Posted: August 5, 2021 in Uncategorized

In the Earth, Ben Wheatley’s latest foray into folk horror is a film that is brim-full of ideas, thematically and visually. But I remain unconvininced that it does, in the end, succeed in its project.

There are plenty of good things here. The performances are excellent across the board, in what is essentially a four-hander. Scientist Joel Fry and park ranger Ellora Torchia head off into the woods to find head researcher Hayley Squires, and soon run afoul of mad hermit Reece Shearsmith. A gruelling captivity scene gives way to apparent sanctuary with Squires, but she turns out to be quite mad in her own way too (as Squires’ stare becomes more and more alarming, she appears to be channelling Barbara Steele).

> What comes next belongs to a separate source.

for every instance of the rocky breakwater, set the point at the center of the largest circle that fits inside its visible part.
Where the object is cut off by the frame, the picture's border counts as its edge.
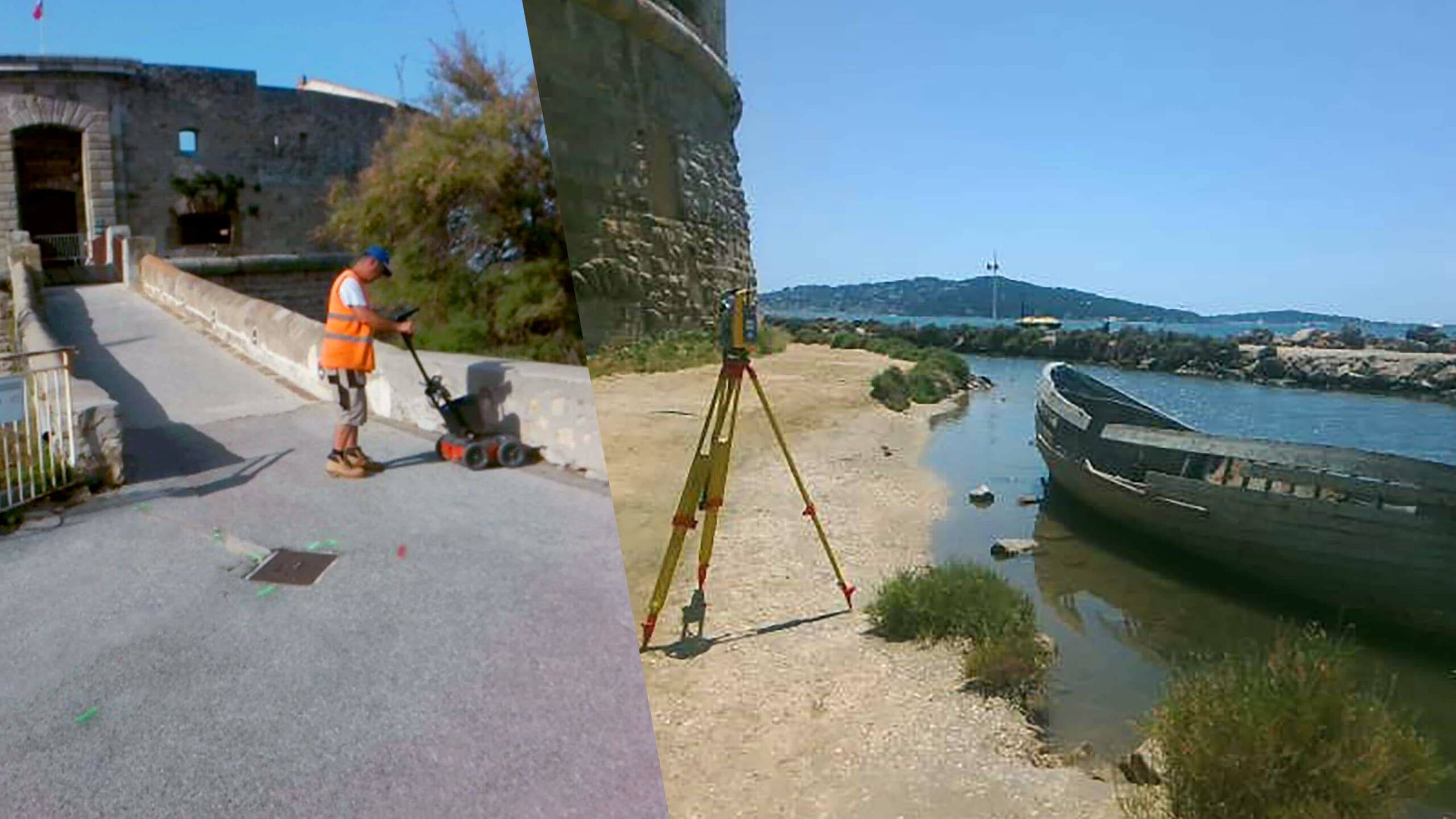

This all has to do with some sort of consciousness in the woods, and the attempts to communicate with it inevitably involve propitiation. They also involve a lot of eletronica and strobing lights, as deployed by Squires through lights and loudspeakers, and by Wheatley with additional digital psychedelia, which is pretty much in the direct lineage of the psychedelia deployed by low-budget films from the late-60s on who wanted to ape 2001: A Space Odyssey’s climax. And this, for me, is where the film has its biggest stumble. The endless strobing induces migraines, not wonder (and if you’re at all photosensitive, I’d avoid this movie). The sense of mystery and awe that Wheatley seems to be aiming for would, I think, be conjured better through suggestion and performances (his leads are all up to the task) rather than the digital noodling that made me irritated with the filmmaking rather than curious about the theme.

As well, the pandemic context of the film is an interesting set-up, but then doesn’t really go anywhere.

All the same, I’m glad I saw it. If it does fail in the end, it fails in an interesting way.